Leichtathletik Marathon
Gebrselassie läuft Weltrekord, Mikitenko siegt

Der Äthiopier Haile Gebrselassie hat den 35. Berlin-Marathon gewonnen und seinen eigenen Weltrekord um 27 Sekunden unterboten. Auch Irina Mikitenko siegte mit deutschem Rekord.

Ihr Siegerlachen überstrahlte alles: Lauf-Idol Haile Gebrselassie mit einem Fabel-Weltrekord und Irina Mikitenko mit einem grandiosen deutschen Rekord krönten am Sonntag den 35. Berlin-Marathon. Der Äthiopier verwirklichte bei nahezu idealen äußeren Bedingungen seinen Traum und verbesserte seine eigene Bestmarke auf 2:03:59 Stunden. Damit war er beim dritten Berlin-Sieg in Serie 27 Sekunden schneller als beim Erfolg im Vorjahr (2:04:26).

Mikitenko erste deutsche Siegerin seit 13 Jahren

Die Wattenscheiderin Mikitenko wurde in 2:19:19 Stunden erste deutsche Berlin-Siegerin seit 13 Jahren, blieb 4:55 Minuten unter ihren 2:24:14 beim Sieg im April in London und als neunte Frau der Geschichte unter 2:20.

Trotz der Anstrengung fand Gebrselassie im Ziel sein markantes Lachen schnell wieder. "Alles war perfekt: das Wetter, die Tempomacher, die Zuschauer. Berlin ist meine Glücksstadt", sagte der 35-Jährige, der neben 130 000 Euro Prämie für den 26. Weltrekord seiner Karriere geschätzte 250 000 Euro Antrittsgage kassierte.

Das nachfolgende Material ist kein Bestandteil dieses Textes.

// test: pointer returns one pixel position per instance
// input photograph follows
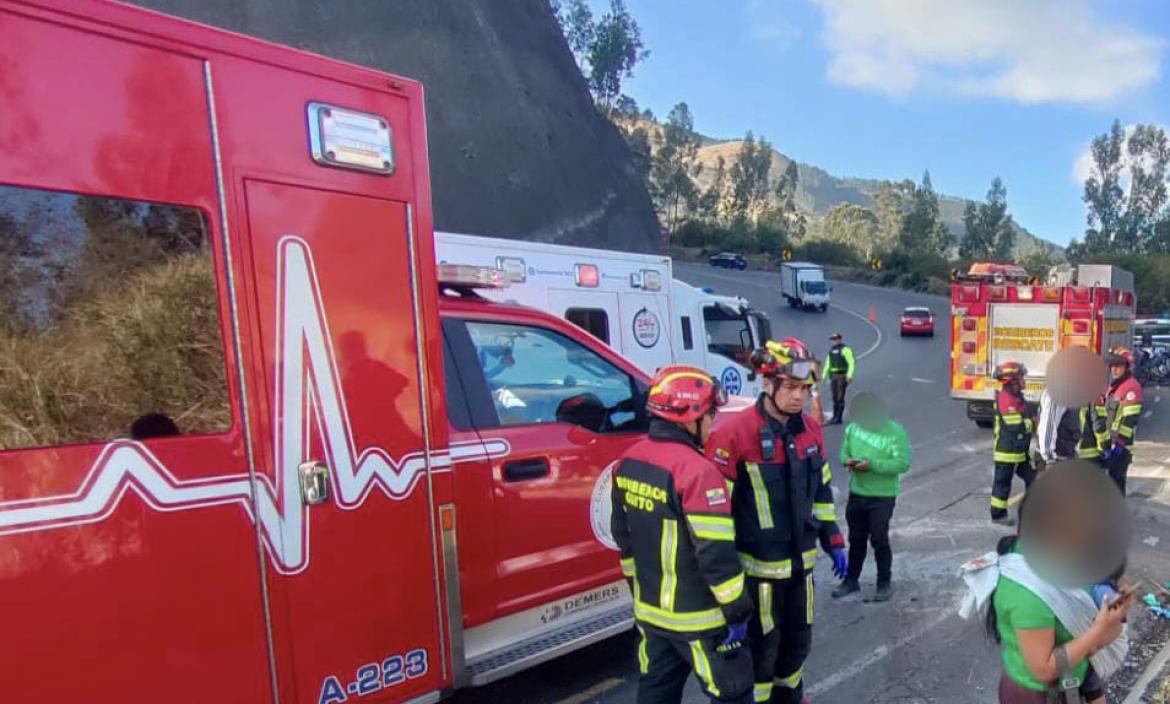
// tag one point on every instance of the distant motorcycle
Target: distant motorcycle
(1153, 366)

Verzicht auf Olympia zahlte sich aus

Dabei hatte er vor zwei Wochen wegen Wadenproblemen noch sieben Tage mit dem Training aussetzen müssen, weshalb er auch gestand: "Ich hatte leichte Zweifel." Doch letztlich zahlten sich die Konzentration auf das Projekt Weltrekord und der Verzicht auf den Olympiamarathon in Peking wegen der dort befürchteten Luftverschmutzung aus. Die 10.000m (Platz sechs) stellten sich als ideale Vorbereitung heraus. "Jetzt will ich 2009 in Berlin Weltmeister werden."

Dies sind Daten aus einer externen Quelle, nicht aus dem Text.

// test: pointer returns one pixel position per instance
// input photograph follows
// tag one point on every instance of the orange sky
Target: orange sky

Der zweimalige 10 000-m-Olympiasieger schenkte der Veranstaltung den siebten Weltrekord seit 1973. Für ihn war es gar der 26. Weltrekord seiner Karriere. Falk Cierpinski (Spergau), Sohn des zweimaligen Marathon-Olympiasiegers Waldemar Cierpinski, wurde als bester Deutscher in soliden 2:13:30 Zehnter.

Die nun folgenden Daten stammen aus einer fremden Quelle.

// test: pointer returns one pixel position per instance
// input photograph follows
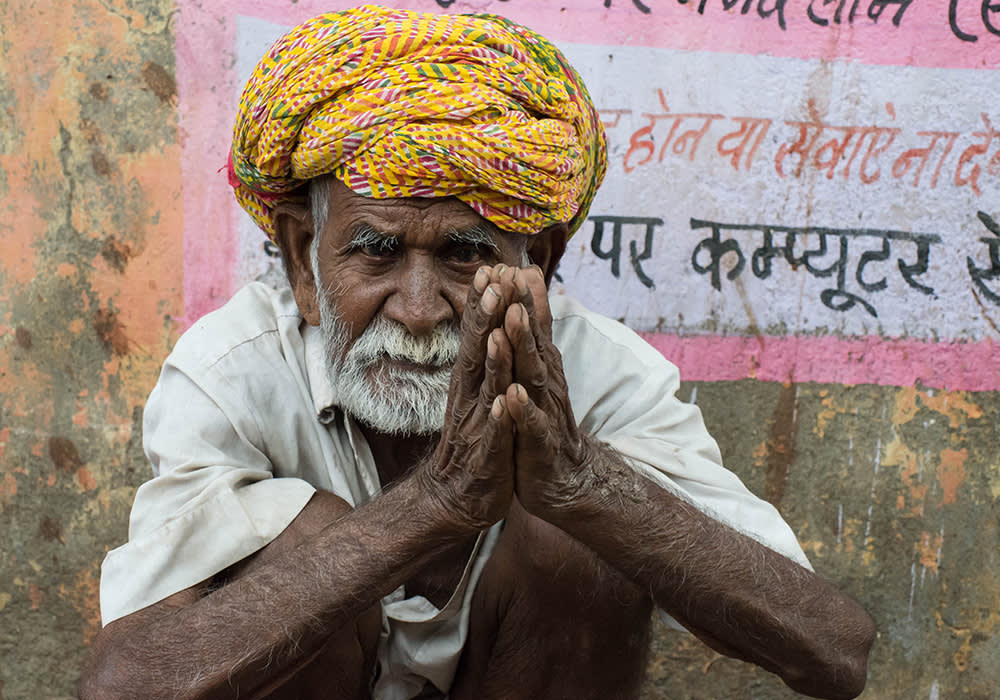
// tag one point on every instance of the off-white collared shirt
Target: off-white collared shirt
(242, 427)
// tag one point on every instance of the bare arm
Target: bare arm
(267, 623)
(245, 637)
(739, 596)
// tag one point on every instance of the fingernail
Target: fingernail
(481, 280)
(521, 284)
(490, 299)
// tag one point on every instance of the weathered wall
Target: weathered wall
(867, 414)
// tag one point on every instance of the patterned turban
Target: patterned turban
(395, 103)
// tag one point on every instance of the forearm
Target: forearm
(738, 595)
(275, 617)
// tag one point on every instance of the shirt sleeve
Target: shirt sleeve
(213, 500)
(625, 395)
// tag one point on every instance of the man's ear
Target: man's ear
(293, 232)
(546, 249)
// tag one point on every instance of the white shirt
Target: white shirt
(242, 427)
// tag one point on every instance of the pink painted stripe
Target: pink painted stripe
(924, 37)
(944, 365)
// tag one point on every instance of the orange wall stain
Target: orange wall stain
(951, 472)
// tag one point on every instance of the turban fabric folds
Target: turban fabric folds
(395, 103)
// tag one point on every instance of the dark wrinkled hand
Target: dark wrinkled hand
(549, 448)
(470, 475)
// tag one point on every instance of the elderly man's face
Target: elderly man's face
(394, 275)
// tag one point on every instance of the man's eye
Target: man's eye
(379, 249)
(466, 253)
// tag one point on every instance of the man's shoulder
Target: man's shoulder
(575, 328)
(251, 321)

Zweiter Sieg im dritten Rennen für Mikitenko

Genauso glücklich wie Gebrselassie war Mikitenko nach ihrem Vorstoß auf Rang vier der der ewigen Weltbestenliste. Im dritten Marathon ihres Lebens feierte die 36-Jährige den zweiten Sieg nach London und Rang zwei im Vorjahr in London. "Heute ist ein Traum in Erfüllung gegangen. Es gab keine Stelle, an der die Zuschauer nicht meinen Namen gerufen haben", sagte die gebürtige Kasachin, die ihrer Olympiaenttäuschung davonlief. Sie hatte wegen eines Beckenschiefstandes, der zu Rückenproblemen führte, die in den Fuß ausstrahlten, auf Peking verzichten müssen.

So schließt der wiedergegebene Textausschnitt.